El caso con el tema del optimismo es que, en nuestra destruida Venezuela, hay dos conceptos que, siendo diferentes entre sí, se confunden como sinónimos y luego se reflejan en el análisis: optimismo y esperanza. Una cosa es que los ciudadanos de a pie los confundan y otra –muy distinta– es que los profesionales y analistas los confundan: un profesional (un cirujano oncólogo, por ejemplo) toma decisiones que se ubican más allá del fervor de la emoción, del deseo y de la creencia.

A modo de ejemplo, el Diccionario de la Real Academia Española (RAE) define el optimismo como “la propensión a ver y juzgar las cosas en su aspecto más favorable”, mientras que la esperanza la define como “un estado del ánimo en el cual se nos presenta como posible lo que deseamos”. De modo que una cosa son deseos (que no “empreñan”) y otra, muy distinta, probabilidades de éxito.

Martin Seligman, director del Departamento de Psicología de la Universidad de Pensilvania y creador del concepto de “indefensión aprendida”, afirma que el optimismo se relaciona con nuestra responsabilidad con lo que sucede. Es decir, el optimista asume su responsabilidad con su vida y se cuestiona sobre lo que puede hacer para sortear o mejorar una situación. En este sentido coincide con el optimismo de Voltaire, tema sobre el que escribí para El Nacional hace dos semanas. Por cierto, lo anterior me lleva a concluir que Seligman es volteriano.

Por eso y cuando hablo de optimismo, hay dos frases que menciono por sus implicaciones ulteriores.

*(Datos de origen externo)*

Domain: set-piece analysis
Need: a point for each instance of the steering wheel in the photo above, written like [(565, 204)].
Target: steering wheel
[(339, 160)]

La primera es aquella de Voltaire mismo: «El optimismo es la locura de insistir en que todo está bien cuando somos miserables». La otra es la de Mario Benedetti (1920-2009): «Un pesimista es solo un optimista bien informado».

La flexibilidad que me otorga el teorema de Bayes y/o la regla de Sucesión de Laplace me permite despedirme parafraseando a John Maynard Keynes (1883-1946): «Cuando los hechos cambien, yo cambiaré de opinión. ¿Qué harán ustedes?».